Sharon Tahori: At the beginning I wasn’t sure the recipe would be good enough for all the people. (Taste-wise) So I said let’s try. As time went by I noticed everyone liked it. It doesn’t matter if you are from Finland or from Africa people were leaving their plates clean. So from that I knew that the recipe was good for all people. That’s one main reason why I felt confident to leave my cafe and change the menu to just shakshuka.
Prof. NomNom: In all your time in business what countries have tried Shakshuka for the first time?
Sharon Tahori: Most of the tourists have had it for the first time. French Jews and Jewish Americans know about shakshuka, but most of the other countries didn’t know and aren’t Jewish. Germany, Australia, Norway, Poland, Czech Republic, Finland, Brazil, Peru, Spain, Venezuela. Mexico and Canadian, but I include Canadians as Americans.
Prof. NomNom: Hey hey, I’m Canadian. We are a distinct peoples.
Prof. NomNom: How do you explain what shakshuka to someone doesn’t understand? A tomato dish?
Sharon Tahori: First of all I explain to them that the tomato is the dish. Some people think that the tomato is the sauce. But I really try to steer away from that term – it’s not a sauce it is the dish.
Prof. NomNom: And the eggs are just a topping?
Sharon Tahori: Ya. some people say “oh this is the egg dish” but I tell them, no it’s the tomato dish.

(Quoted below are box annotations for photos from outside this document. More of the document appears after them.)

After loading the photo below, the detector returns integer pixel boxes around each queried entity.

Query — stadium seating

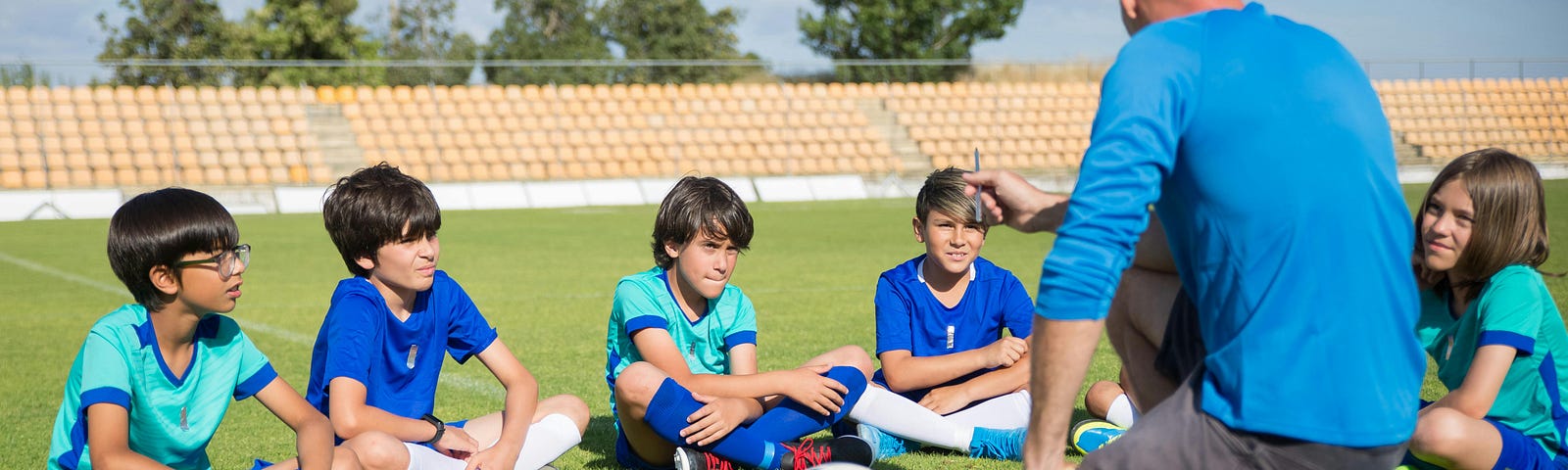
[0,86,329,190]
[0,78,1568,190]
[340,83,899,180]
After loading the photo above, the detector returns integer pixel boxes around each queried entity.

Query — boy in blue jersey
[47,188,358,468]
[1406,149,1568,468]
[606,177,872,470]
[306,163,588,468]
[821,167,1035,459]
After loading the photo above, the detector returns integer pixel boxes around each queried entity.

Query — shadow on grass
[577,417,909,470]
[577,415,621,468]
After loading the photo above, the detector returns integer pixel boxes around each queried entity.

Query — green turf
[0,182,1568,470]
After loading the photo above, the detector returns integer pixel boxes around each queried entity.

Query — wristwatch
[421,413,447,445]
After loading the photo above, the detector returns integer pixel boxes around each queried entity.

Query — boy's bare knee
[332,446,366,470]
[1084,381,1124,417]
[614,362,668,404]
[538,395,591,434]
[339,431,410,468]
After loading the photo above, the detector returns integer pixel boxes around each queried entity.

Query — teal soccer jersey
[1416,264,1568,456]
[604,268,758,413]
[49,304,277,468]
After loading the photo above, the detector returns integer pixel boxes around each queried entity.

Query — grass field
[0,180,1568,470]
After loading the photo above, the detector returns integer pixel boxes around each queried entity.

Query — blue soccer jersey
[304,271,496,418]
[1037,3,1425,446]
[49,304,277,468]
[604,268,758,415]
[875,254,1035,400]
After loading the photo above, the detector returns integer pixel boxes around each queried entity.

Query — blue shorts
[614,423,674,470]
[414,420,468,452]
[1405,400,1568,470]
[1487,418,1568,470]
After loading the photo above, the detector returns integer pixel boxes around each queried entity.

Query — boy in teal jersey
[606,177,872,468]
[1409,149,1568,468]
[47,188,358,468]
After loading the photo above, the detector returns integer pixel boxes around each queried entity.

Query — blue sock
[750,365,865,442]
[643,378,789,468]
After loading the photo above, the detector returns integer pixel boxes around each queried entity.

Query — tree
[97,0,245,86]
[238,0,386,86]
[800,0,1024,81]
[601,0,745,83]
[386,0,478,84]
[0,61,53,86]
[484,0,617,84]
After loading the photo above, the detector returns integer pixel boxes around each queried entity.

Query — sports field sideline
[0,180,1568,470]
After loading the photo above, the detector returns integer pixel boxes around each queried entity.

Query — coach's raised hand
[964,169,1068,233]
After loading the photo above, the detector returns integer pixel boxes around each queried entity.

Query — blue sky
[0,0,1568,83]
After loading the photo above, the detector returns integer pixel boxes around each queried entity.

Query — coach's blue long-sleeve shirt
[1037,3,1425,446]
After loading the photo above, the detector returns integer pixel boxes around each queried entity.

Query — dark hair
[914,166,980,224]
[1416,149,1550,295]
[321,162,441,277]
[108,188,240,311]
[653,175,753,269]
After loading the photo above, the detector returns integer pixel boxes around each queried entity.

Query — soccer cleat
[969,428,1029,460]
[676,446,739,470]
[779,436,873,470]
[855,423,920,460]
[1068,420,1127,454]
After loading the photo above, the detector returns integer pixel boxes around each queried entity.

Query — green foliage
[800,0,1024,81]
[237,0,386,86]
[0,180,1568,470]
[599,0,747,83]
[97,0,245,86]
[384,0,480,84]
[484,0,617,84]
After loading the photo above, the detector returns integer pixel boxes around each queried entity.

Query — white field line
[0,253,505,400]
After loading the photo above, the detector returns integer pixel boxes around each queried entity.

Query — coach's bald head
[1121,0,1245,34]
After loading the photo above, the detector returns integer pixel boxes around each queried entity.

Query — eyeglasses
[174,243,251,280]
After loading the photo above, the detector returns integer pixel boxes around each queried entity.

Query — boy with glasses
[306,163,588,468]
[47,188,358,468]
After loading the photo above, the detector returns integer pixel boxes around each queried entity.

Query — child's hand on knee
[680,392,748,445]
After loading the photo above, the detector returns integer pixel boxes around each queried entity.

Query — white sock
[513,413,583,470]
[947,390,1029,429]
[1105,394,1139,428]
[403,442,468,470]
[850,387,965,452]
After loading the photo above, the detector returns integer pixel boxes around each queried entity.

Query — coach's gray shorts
[1079,362,1405,470]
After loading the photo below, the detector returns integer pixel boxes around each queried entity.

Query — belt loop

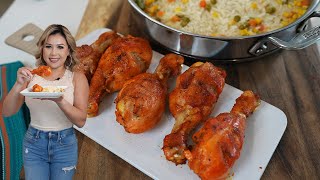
[57,131,61,142]
[36,130,40,139]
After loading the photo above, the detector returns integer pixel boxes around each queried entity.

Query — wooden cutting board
[5,23,43,55]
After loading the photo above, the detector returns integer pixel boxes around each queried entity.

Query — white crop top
[25,70,74,131]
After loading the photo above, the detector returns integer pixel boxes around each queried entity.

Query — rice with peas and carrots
[136,0,311,37]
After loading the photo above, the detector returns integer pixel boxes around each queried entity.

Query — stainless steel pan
[128,0,320,61]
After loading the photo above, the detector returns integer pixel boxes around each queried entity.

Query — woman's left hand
[36,96,63,104]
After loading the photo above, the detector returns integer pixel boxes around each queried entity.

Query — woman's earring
[68,55,72,67]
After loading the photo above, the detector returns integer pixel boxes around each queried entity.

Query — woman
[3,24,89,180]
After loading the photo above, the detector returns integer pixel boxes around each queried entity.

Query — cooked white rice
[42,86,64,92]
[138,0,310,36]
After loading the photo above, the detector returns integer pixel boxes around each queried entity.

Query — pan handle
[268,11,320,50]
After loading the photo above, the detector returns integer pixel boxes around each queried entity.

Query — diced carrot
[157,11,164,17]
[170,16,180,22]
[248,19,258,27]
[199,0,207,8]
[258,24,265,32]
[301,0,310,6]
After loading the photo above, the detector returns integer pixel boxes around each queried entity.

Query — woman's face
[42,34,69,69]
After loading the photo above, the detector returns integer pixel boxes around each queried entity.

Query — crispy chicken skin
[31,66,51,77]
[115,54,184,134]
[74,31,120,83]
[87,35,152,117]
[162,62,226,165]
[185,91,260,180]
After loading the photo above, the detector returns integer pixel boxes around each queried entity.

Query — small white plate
[20,86,67,98]
[74,29,287,180]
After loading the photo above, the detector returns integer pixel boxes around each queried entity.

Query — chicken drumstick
[185,91,260,180]
[115,54,184,133]
[87,35,152,117]
[162,62,226,164]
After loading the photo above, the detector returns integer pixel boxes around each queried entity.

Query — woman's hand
[35,96,64,105]
[16,67,33,85]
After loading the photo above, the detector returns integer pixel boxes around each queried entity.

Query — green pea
[136,0,145,10]
[266,6,276,14]
[233,15,241,22]
[205,4,211,11]
[210,0,217,5]
[180,17,190,27]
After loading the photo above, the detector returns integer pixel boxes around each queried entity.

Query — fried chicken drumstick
[87,35,152,117]
[162,62,226,165]
[74,31,120,83]
[31,66,51,77]
[115,54,184,134]
[185,91,260,180]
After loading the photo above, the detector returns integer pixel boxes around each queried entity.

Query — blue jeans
[23,126,78,180]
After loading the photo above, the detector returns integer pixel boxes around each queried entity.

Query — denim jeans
[23,126,78,180]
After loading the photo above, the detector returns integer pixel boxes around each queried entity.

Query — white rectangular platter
[74,29,287,180]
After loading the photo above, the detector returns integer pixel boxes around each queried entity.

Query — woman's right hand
[17,67,33,85]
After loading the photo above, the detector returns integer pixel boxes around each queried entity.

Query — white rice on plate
[140,0,311,37]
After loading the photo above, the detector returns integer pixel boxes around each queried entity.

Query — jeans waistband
[28,126,74,138]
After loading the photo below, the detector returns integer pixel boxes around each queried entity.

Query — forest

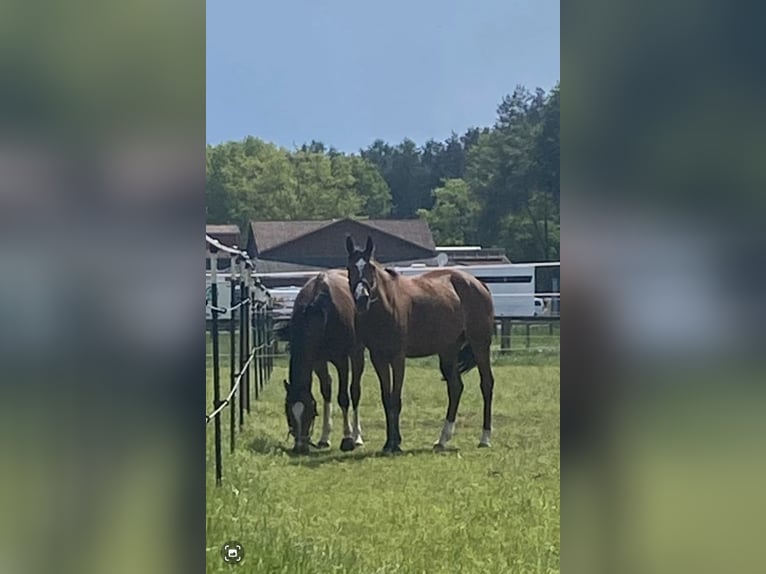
[205,83,560,262]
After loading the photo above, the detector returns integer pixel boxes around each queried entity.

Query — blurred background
[0,0,205,574]
[0,0,766,574]
[561,1,766,573]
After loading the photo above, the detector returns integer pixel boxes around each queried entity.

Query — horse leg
[335,357,354,452]
[389,353,405,452]
[314,362,332,448]
[473,345,495,447]
[351,347,364,446]
[370,353,392,452]
[434,353,463,450]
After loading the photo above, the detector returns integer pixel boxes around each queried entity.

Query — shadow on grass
[290,446,459,468]
[248,436,292,454]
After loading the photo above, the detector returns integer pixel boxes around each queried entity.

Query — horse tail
[457,342,476,375]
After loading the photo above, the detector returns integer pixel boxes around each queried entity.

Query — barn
[205,224,240,271]
[247,218,437,273]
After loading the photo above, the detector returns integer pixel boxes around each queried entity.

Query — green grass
[207,354,560,574]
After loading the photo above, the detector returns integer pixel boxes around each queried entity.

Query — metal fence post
[210,251,223,485]
[237,259,248,429]
[229,257,237,452]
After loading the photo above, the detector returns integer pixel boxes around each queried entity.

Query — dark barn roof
[247,218,436,267]
[205,224,242,247]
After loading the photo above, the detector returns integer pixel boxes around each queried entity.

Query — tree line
[205,84,560,261]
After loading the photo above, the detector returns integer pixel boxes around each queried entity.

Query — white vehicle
[395,263,542,317]
[258,262,560,317]
[205,271,269,319]
[269,286,301,319]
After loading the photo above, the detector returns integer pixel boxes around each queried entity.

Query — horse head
[346,235,377,312]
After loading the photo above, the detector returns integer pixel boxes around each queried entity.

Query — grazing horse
[284,270,364,453]
[346,236,494,452]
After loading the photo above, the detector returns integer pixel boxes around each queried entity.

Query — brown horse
[284,270,364,453]
[346,237,494,452]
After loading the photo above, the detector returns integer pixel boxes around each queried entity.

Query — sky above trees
[207,0,559,153]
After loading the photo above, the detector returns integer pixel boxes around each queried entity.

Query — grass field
[207,346,560,574]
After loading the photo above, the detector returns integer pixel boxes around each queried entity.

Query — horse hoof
[340,437,354,452]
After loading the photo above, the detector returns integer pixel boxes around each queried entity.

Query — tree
[352,156,391,218]
[418,179,480,245]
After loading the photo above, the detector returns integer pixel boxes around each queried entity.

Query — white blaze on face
[290,402,306,440]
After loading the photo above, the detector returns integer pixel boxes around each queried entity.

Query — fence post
[229,257,237,452]
[210,251,223,485]
[242,268,253,414]
[500,317,512,351]
[253,302,263,400]
[237,259,248,430]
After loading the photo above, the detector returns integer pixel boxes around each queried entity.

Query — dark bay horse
[284,270,364,453]
[346,237,494,452]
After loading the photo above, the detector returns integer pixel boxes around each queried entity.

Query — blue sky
[207,0,559,152]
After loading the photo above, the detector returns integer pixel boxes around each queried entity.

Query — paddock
[206,346,560,574]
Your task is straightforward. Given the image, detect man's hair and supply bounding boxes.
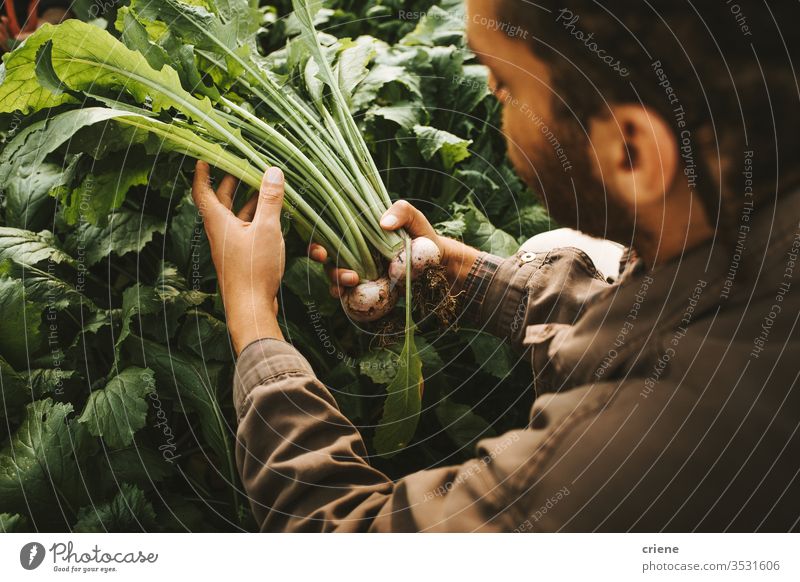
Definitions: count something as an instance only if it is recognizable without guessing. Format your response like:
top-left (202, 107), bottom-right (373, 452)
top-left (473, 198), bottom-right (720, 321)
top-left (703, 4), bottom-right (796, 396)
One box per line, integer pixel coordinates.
top-left (497, 0), bottom-right (800, 241)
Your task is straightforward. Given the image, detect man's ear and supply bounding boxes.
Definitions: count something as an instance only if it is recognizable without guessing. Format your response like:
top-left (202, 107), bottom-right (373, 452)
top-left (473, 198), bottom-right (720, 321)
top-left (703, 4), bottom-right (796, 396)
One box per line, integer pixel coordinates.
top-left (589, 105), bottom-right (678, 208)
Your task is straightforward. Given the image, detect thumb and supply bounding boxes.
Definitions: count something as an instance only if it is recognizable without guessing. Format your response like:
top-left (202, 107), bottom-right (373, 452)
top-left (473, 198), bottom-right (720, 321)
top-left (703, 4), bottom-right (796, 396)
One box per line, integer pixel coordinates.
top-left (253, 168), bottom-right (284, 222)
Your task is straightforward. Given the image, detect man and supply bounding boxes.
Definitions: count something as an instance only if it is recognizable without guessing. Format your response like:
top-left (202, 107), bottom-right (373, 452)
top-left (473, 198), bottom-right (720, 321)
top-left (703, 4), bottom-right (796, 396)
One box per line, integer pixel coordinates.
top-left (194, 0), bottom-right (800, 532)
top-left (0, 0), bottom-right (73, 54)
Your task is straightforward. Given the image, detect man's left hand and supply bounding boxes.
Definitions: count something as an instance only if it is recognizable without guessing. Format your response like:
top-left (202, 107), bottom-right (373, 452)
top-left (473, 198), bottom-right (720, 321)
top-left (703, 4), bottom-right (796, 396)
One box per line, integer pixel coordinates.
top-left (192, 162), bottom-right (286, 355)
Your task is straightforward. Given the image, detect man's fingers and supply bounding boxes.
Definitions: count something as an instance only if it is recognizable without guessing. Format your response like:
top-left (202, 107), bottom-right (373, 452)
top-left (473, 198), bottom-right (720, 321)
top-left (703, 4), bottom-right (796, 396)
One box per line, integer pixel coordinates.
top-left (253, 168), bottom-right (284, 224)
top-left (192, 161), bottom-right (227, 222)
top-left (325, 265), bottom-right (361, 298)
top-left (217, 176), bottom-right (239, 210)
top-left (236, 193), bottom-right (258, 222)
top-left (381, 200), bottom-right (436, 238)
top-left (308, 243), bottom-right (328, 263)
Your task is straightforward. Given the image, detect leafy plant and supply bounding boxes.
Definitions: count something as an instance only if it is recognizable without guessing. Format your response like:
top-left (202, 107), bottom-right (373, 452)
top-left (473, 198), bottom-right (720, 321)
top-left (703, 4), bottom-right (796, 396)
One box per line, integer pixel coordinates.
top-left (0, 0), bottom-right (548, 531)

This is the dish you have to cook for three hours.
Prof. NomNom: You hear that we are getting a bit of the secret…
Sharon Tahori: (laughs) Another tip is that it is made a day before, so it can sit all night long to absorb the taste of the tomato. Only the day after, it comes thick with taste do we use it for our shakshuka. Once it gets to the right thickness, and liquidity, taste, flavour and texture only then will it be right for serving.
Prof. NomNom: In interviewing the Food and Beverage manager at the Dan Hotel, he says that a lot of restaurants and cafes, in order to make money, have to expand and offer more than just coffee and cakes but with food. Do you think that a concept store that only serves shakshuka can survive?
Sharon Tahori: This place is called Shakshukia. When you go to a pizzaria you get pizza, when you go to a hummus place you go to a hummusia. When you go to a ice cream place for ice cream. You don’t go to the ice cream place and ask why they don’t serve hummus. You have specific taste or need for shakshuka you come here. This is the best shakshuka. You always focus on what each is the best in.
I’m not going to offer anything else. I have to stay focused, otherwise it’s not a concept. It’s just like general place. If you go to one place to get pizza, falafel and hummus in the same place?! Then you lost the concept. Then people start to see that you are just trying to get from everything.
Prof. NomNom: True. What’s the future hold for Shakshukia?
Sharon Tahori:I want to open more locations in Tel Aviv first and then hopefully it’ll be a franchise.
Prof. NomNom: Would you look to going outside Israel?
Sharon Tahori: Absolutely. You can take tomatoes anywhere. I’m open for everything. At first Tel Aviv, and if someone wants to try it in their country I’m open.